Basically, I set up a new working matrix with the future dimensions of the data array after addition of the two columns, then add the original matrix using All and Span and add the additional columns with All only. I then copy back the scrap matrix to our original matrix, as the other methods also return the modified data matrix.

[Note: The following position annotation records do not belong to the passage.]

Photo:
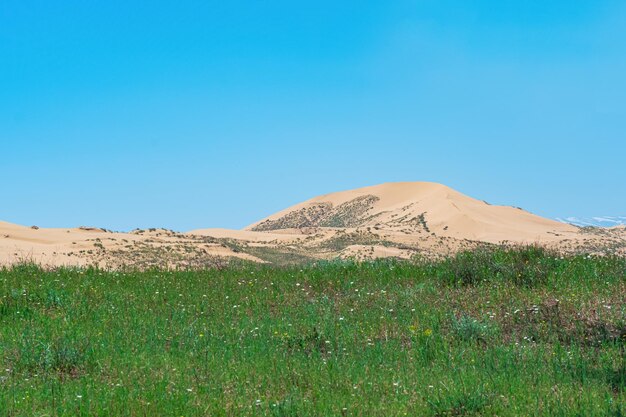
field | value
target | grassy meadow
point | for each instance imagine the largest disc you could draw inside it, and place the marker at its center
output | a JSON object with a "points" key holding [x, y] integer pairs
{"points": [[506, 332]]}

n = ConstantArray[0, {r, c} + {0, 2}];
n[[All, 1 ;; c]] = m;
n[[All, c + 1]] = l1;
n[[All, c + 2]] = l2;
m = n;
As for timing:
Mean[
Table[
First[
AbsoluteTiming[
n2 = ConstantArray[0, {r, c} + {0, 2}];
n2[[All, 1 ;; c]] = m;
n2[[All, c + 1]] = l1;
n2[[All, c + 2]] = l2;
m2 = n2;
]
],
{10}
]
]
0.1056061
(an average of 10 runs)
The other proposed method with Do (Mr.Wizard and the OP):
Mean[
Table[
n1 = m;
First[
AbsoluteTiming[
Do[AppendTo[n1[[i]], l1[[i]]], {i, 2000}];
Do[AppendTo[n1[[i]], l2[[i]]], {i, 2000}];
]
],
{10}
]
]
0.4898280
The result is the same:
In[9]:= n2 == n1
Out[9]= True
So, a conceptually easy and quick (5 times faster!) method.
I tried to reproduce this but failed. I'm running Mma 8 on Windows XP; it doesn't seem like the difference should matter, but who knows? I said, successively,
myData = {{1, 2, 3}, {2, 3, 4}, {8, 9, 10}, {1, 1, 1}, {2, 2, 2}}
myFirstList = {9, 9, 9, 9, 9}
mySecondList = {6, 6, 6, 6, 6}
Table[AppendTo[myData[[i]], myFirstList[[i]]], {i, 4}]
Table[AppendTo[myData[[i]], mySecondList[[i]]], {i, 5}]
myData // TableForm
and got (0) no crash, (1) no errors or warnings, and (2) the output I expected. (Note: I used 4 rather than 5 in the limit of the first set of appends, just like in your question, in case that was somehow provoking trouble.)
The Mma documentation claims that AppendTo[a,b] is always equivalent to a=Append[a,b], which suggests that it isn't modifying the list in-place. But I wonder whether maybe AppendTo sometimes does modify the list when it thinks it's safe to do so; then if it thinks it's safe and it isn't, there could be nasty consequences. Do the weird error messages and crashes still happen if you replace AppendTo with Append + ordinary assignment?